Конечно же, не все шло гладко. Привычка к старому бардаку и работе «на глазок» давала о себе знать. То деталь не туда передадут, то шаблон потеряют, то забудут проверить размер. Приходилось постоянно напоминать, проверять, а иногда и наказывать рублем (я добился у Шлаттера права немного премировать за хорошую работу и штрафовать за брак — это действовало лучше любых угроз).
Постепенно система начала работать. Детали стали двигаться по цеху упорядоченно. Качество обработки улучшилось — люди понимали, что их работу будут проверять. Повысилась и производительность — каждый делал свою операцию, набивал руку, не отвлекаясь на другое. В механическом цехе зарождалась новая культура производства — культура точности, порядка и ответственности.

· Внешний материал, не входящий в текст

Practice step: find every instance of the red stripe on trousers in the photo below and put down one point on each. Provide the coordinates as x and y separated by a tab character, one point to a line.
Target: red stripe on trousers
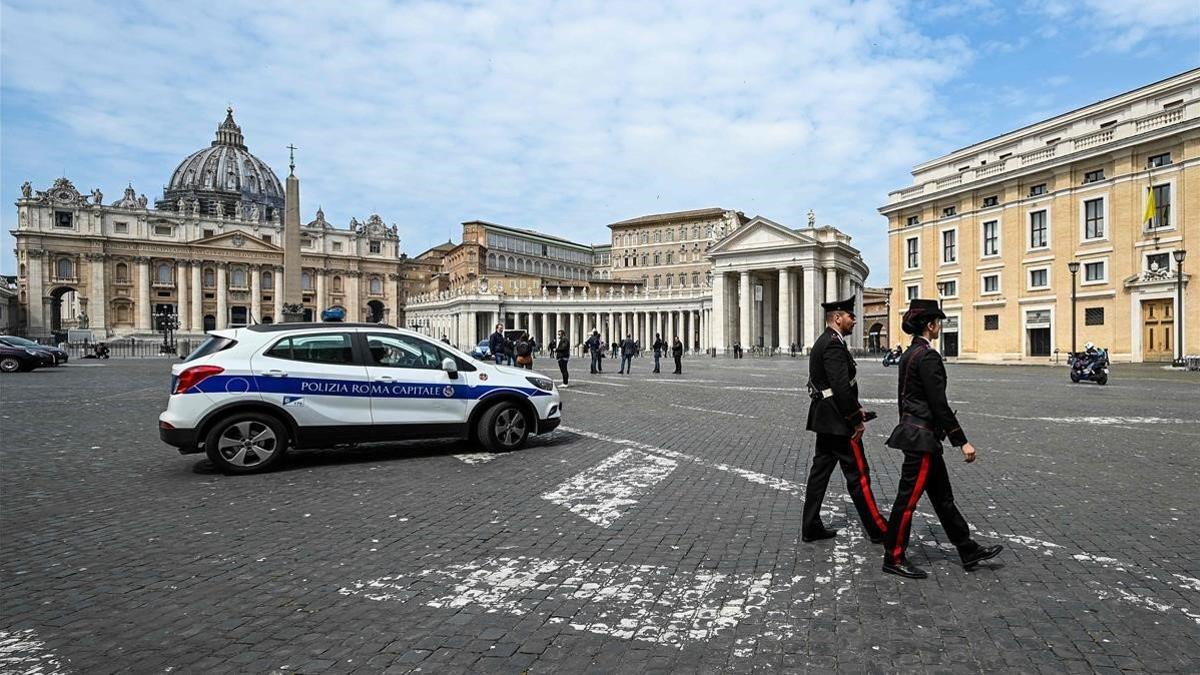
905	519
856	444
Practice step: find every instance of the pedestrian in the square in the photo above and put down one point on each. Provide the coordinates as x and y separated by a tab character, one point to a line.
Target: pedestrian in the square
594	346
839	420
925	419
562	348
628	348
523	351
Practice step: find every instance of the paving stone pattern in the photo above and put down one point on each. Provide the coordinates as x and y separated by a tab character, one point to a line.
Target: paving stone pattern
657	531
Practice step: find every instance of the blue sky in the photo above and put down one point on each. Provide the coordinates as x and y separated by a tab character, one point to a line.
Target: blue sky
561	117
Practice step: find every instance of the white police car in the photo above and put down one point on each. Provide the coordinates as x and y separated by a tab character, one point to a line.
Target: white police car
247	394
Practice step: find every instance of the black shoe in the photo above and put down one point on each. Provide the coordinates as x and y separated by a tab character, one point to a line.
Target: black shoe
819	535
981	554
906	569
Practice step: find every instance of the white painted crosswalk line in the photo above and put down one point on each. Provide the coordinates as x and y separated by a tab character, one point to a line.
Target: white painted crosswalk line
604	493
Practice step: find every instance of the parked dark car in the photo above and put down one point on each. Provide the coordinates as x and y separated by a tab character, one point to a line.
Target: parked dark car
13	359
57	354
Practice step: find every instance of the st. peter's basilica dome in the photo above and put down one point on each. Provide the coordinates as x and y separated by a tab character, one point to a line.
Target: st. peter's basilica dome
225	180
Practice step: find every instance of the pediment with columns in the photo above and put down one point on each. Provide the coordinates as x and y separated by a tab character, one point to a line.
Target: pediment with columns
760	234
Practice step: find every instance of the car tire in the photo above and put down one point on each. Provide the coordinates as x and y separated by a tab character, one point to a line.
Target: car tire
246	442
503	428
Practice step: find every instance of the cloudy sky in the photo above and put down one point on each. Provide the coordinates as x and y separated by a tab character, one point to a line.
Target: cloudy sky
561	117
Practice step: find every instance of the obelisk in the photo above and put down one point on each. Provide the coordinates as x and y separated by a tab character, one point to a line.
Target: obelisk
293	299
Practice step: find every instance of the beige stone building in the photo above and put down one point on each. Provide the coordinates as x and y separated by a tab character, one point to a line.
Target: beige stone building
209	251
995	228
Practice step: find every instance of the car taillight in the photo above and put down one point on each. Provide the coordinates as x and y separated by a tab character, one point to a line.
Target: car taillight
195	375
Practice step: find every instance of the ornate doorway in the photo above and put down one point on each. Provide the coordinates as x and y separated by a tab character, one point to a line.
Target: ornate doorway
1157	329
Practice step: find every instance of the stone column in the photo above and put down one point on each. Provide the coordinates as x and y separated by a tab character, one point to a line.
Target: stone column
811	309
785	309
277	294
143	322
222	296
197	297
97	297
256	294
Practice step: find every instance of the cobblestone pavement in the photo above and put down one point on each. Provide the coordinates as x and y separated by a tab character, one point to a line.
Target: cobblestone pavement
657	531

Это было не менее важно, чем сами станки.
Я все больше убеждался, что главное — это люди. Без толковых, обученных мастеров, способных понимать суть дела, думать головой, — все мои затеи так и останутся на уровне единичных успехов. Нужны были кадры, воспитанные в новой производственной культуре.
Моя первая тройка учеников — Федька, Ванюха, Гришка — уже превратились в настоящих помощников. Федька отлично разбирался в чертежах и руководил сборкой станков. Ванюха, немного тугодум, но был невероятно усидчив и аккуратен в слесарной доводке и контроле размеров. Гришка нашел себя в кузнечном деле — под руководством Тимофея он осваивал ковку, термообработку, показывая неплохие результаты с пружинами и резцами.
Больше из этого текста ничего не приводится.